The biggest answer appears to be "think positive." I have heard this sooooo often from those in the name it and claim it line of faith. They say things like "if you aren't positive then God isn't going to bless you", false. It really centers well on what I detest in Christianity: fakes. What do you call someone who even though they feel like shit pretends it's all ok? I call it a fake.

Now I do keep in mind that God does have it figured out. No matter how bad things get from down here, he's got the big picture. I'm aware of that. It just doesn't mean that down here isn't painful. Just because he knows that he's going to use me almost getting heat stroke later for his kingdom doesn't relieve my parched throat. Just as him allowing me to be chained up may someday lead to kingdom glory, it doesn't change the frustration I feel at being chained up.

I really don't know what I am supposed to try at this point of waiting on him. I've tried being positive and enthusiastic. I've tried being unhappy. I've tried begging. I've tried asking others to pray. I've tried reading scripture. I realize at this point it sounds like I'm listing the things that don't work.
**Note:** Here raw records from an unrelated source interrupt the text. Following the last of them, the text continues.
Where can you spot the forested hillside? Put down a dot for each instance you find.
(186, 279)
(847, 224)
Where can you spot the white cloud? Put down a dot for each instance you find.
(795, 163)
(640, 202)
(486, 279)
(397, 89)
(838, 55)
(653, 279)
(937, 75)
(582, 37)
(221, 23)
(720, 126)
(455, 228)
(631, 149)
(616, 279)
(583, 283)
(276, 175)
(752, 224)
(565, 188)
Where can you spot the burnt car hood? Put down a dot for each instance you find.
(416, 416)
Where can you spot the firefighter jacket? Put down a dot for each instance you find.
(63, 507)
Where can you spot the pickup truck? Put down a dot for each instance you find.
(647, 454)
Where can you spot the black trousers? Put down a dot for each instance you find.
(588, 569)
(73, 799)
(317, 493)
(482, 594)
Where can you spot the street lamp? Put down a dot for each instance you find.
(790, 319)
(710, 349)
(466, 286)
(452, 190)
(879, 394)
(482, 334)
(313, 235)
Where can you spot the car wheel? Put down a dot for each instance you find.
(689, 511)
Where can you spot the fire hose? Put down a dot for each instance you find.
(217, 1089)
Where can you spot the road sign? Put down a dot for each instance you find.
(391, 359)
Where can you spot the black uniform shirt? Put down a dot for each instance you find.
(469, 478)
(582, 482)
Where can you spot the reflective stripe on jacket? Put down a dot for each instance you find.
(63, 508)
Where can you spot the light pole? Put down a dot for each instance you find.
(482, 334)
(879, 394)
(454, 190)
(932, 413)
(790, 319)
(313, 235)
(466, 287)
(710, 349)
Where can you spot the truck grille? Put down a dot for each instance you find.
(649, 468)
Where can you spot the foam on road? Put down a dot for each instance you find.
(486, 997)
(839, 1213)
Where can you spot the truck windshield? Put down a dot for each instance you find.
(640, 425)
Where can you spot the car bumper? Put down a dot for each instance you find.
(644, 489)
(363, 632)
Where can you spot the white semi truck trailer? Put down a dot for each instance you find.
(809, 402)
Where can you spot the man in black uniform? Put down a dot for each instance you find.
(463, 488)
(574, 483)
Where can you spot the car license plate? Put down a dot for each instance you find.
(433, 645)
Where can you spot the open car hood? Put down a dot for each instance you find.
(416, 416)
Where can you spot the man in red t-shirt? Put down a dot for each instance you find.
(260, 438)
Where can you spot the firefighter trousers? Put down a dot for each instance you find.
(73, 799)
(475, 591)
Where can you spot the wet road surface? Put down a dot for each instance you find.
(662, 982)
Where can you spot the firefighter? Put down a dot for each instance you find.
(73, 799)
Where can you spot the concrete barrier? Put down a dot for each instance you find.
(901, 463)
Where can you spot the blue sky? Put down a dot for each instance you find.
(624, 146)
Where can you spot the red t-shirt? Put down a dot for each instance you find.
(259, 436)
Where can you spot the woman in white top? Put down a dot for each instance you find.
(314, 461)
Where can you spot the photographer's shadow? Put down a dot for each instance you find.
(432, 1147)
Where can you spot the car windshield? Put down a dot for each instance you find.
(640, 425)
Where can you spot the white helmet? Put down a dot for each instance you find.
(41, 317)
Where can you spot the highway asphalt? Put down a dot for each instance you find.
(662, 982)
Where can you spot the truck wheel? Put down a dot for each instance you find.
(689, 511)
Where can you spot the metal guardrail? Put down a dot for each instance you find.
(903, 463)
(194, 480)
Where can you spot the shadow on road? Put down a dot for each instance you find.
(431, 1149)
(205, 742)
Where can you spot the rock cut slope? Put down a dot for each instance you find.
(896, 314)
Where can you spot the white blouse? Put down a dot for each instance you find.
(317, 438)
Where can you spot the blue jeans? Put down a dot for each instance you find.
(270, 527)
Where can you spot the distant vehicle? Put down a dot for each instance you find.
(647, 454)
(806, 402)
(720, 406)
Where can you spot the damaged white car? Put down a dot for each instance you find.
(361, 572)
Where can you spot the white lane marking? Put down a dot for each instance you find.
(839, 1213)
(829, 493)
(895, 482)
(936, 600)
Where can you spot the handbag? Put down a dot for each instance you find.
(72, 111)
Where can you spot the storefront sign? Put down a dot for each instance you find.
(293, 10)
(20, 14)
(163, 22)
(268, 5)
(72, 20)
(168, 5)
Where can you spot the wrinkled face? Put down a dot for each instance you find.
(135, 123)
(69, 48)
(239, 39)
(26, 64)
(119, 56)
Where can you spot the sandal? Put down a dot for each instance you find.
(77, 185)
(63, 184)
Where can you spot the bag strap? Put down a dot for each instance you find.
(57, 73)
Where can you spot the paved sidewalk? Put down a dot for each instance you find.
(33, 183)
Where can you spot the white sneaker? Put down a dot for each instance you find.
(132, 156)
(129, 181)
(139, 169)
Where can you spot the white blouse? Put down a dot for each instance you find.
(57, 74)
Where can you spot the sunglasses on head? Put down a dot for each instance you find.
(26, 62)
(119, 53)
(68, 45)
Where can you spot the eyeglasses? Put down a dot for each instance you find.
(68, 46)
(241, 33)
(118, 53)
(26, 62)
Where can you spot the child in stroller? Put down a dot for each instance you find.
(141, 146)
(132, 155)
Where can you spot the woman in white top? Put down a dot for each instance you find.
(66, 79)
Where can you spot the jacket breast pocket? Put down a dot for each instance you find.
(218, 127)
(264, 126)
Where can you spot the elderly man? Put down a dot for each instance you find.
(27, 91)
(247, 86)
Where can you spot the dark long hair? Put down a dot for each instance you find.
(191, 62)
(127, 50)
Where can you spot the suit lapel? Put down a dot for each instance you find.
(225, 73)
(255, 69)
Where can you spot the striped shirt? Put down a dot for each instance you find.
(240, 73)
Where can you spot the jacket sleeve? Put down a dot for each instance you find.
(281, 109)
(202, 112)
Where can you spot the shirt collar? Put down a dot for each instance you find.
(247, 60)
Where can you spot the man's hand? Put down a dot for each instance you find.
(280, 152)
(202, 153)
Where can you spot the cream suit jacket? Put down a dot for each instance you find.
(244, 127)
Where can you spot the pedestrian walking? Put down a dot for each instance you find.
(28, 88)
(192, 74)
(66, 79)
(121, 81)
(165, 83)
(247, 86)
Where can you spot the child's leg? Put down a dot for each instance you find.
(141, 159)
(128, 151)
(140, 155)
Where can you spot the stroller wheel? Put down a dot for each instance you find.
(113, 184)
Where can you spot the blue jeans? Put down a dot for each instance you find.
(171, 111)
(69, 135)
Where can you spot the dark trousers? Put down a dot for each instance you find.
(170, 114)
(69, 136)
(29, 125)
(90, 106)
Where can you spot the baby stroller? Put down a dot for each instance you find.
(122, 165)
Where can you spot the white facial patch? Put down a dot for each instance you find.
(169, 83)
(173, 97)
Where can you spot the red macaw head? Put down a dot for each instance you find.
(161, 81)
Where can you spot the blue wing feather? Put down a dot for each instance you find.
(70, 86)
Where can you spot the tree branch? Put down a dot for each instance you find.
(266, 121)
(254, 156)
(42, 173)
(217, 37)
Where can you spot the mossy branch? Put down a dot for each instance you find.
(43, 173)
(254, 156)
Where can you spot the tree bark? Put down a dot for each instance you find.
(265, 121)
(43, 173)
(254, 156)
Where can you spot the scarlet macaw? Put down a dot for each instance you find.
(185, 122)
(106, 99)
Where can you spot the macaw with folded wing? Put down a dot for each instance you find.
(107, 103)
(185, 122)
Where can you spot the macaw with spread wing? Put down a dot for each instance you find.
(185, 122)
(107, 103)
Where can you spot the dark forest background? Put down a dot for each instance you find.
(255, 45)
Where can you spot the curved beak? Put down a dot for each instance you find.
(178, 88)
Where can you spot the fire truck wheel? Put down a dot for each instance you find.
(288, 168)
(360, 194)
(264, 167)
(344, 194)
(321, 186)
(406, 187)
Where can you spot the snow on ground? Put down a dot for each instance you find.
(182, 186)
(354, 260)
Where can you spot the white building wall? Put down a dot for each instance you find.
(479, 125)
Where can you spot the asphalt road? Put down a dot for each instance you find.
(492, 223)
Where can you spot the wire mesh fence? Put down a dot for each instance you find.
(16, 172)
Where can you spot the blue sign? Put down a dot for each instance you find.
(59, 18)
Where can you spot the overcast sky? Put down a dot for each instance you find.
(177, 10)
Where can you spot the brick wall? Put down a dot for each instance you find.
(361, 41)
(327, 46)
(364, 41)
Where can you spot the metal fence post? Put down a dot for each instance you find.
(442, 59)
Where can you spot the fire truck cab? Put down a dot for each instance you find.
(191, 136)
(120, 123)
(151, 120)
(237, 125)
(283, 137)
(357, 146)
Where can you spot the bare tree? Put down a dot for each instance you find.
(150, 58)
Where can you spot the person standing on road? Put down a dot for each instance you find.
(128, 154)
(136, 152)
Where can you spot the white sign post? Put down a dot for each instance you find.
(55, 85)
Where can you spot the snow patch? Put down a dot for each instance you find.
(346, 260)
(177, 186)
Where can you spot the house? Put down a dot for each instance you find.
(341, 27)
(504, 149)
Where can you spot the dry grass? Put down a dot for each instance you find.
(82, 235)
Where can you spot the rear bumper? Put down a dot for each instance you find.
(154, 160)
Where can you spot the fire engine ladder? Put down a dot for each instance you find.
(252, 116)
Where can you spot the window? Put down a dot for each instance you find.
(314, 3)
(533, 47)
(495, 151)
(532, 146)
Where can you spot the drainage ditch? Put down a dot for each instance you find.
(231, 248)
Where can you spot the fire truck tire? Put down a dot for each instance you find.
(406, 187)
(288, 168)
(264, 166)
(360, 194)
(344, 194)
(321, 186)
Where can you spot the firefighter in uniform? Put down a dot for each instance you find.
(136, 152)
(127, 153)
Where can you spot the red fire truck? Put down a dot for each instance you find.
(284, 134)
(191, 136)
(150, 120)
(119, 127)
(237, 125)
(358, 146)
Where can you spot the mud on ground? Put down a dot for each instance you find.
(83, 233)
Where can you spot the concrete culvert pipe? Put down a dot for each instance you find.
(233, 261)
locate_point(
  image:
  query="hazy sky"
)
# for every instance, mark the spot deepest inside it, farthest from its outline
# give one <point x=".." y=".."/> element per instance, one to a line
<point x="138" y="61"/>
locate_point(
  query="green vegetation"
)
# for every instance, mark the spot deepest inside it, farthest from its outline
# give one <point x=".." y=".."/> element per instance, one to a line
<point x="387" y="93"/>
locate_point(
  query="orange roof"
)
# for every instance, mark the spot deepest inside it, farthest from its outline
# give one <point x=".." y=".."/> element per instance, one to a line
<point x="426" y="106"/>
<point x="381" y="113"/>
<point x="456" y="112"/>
This is important: Nothing I do can MAKE him move. He will move when it is his time to move, no sooner and no later.

I'm just.... antsy. I try to play games.... no pleasure. I can't smoke... I try to daydream... NOTHIN! Reading, music, even prayer all turns up an empty feeling that swallows my soul.

I don't know. The deep passionately clingy part of my soul says :"maybe that means it's time for him to move." Maybe! If so it would be the greatest relief I could imagine.

It's like an itch I can't scratch, and I know that chances are he can. *sigh* So maybe now is the time. I know this; waiting without a good preoccupation is even more agony. I thought at least I could throw myself into work and hobbies.... but no. It isn't so. Nothing satisfies. I just want to go home, where my heart longs to be.